L'autre fléau: les téléphones. Devant notre caméra, le député Alain David (4e circonscription de la Gironde) interroge les détenus en présence du chef d'établissement. "Je ne vais pas vous demander si vous avez des téléphones portables", lance le député à des détenus. "Même si on en a, on ne va pas le dire", s'en amusent-ils, tant la problématique est connue de tous. La prison est pourtant dotée de portiques.

"Personne ne peut passer des téléphones par ici?", interrogent nos équipes. "Et bien, non", répond le directeur.

Et pourtant. En quelques clics à peine, nous avons pu nous prodiguer des appareils indétectables. Des sites arborant fièrement une promesse "site spécial détenus" mettent à la vente ces téléphones minuscules, contenant très peu de métal pour passer sous les radars. Un business qui rapporte et serait tenu par un ancien détenu. Produits en Chine, selon les modèles, ils sont revendus entre 29€ et 159€.

"C'est un téléphone qui ne sonne pas au portique, il faut qu'il soit déchargé complètement, pas de métal, pas de fermeture éclair, pas de bouton de jean, rien d'autre avec vous", explique le vendeur dont le business lui aurait rapporté 150.000€ rien qu'en 2023. Nos équipes se sont procuré deux de ces téléphones. Résultat: les appareils n'ont pas sonné aux portiques de sécurité.

Corruption, menaces: un système à bout de souffle?

Mais que se passe-t-il dans les prisons? Les surveillants ne peuvent-ils plus assurer l'ordre dans leur propre cours? Avec un revenu moyen de 2.200 euros mensuels, ils sont très nombreux à reconnaître avoir été approchés par des trafiquants, cédant à l'occasion à l'appât du gain.

"C'est arrivé dans ma carrière à plusieurs reprises que les détenus me proposent de l'argent", témoigne l'un d'entre eux, qui se souvient d'avoir été approché à la période de Noël alors qu'il était un jeune surveillant. "Le détenu a compris et je lui ai dit clairement de faire passer le message à tout le monde: je ne suis pas comme ça".

Mais tous ne tiennent pas bon. Une minorité d'entre eux craque au fur et à mesure que la somme proposée contre un service ou la promesse de fermer les yeux augmente. Des propositions de plusieurs centaines d'euros. "Ils savent vous parler, vous mettre à l'aise", commente un "maton".

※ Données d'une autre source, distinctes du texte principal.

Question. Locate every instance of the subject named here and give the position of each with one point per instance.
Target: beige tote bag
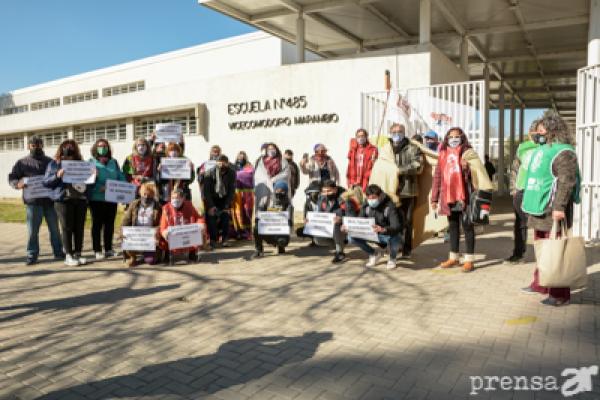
(561, 261)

L'une des victimes et complice de ce système, Gilles, témoigne d'un quotidien d'alcool et de drogues, qui l'ont poussé à craquer. "Le petit déj' c'était café-whisky, café-whisky. Et pendant que je buvais mes café-whisky, c'est pétard, pétard, pétard, pétard. Et quand j'arrive à la prison, je suis complètement éclaté (...) Tout le monde savait...", témoigne-t-il. Tout le monde le sait? Oui, même les détenus, qui lui proposent de la drogue pas chère, voire gratuite. Depuis, il a été révoqué.

Mais ce ne sont pas que des cadeaux. Ce sont aussi des menaces. Un gardien raconte avoir subi des tirs de Kalachnikov devant chez lui, sur sa voiture. Une autre a été mise sous protection policière, car trop menacée. Ces trois dernières années, les agressions de surveillants ont quasiment doublé. Près de 5.000 victimes, soit plus d'un agent sur 10.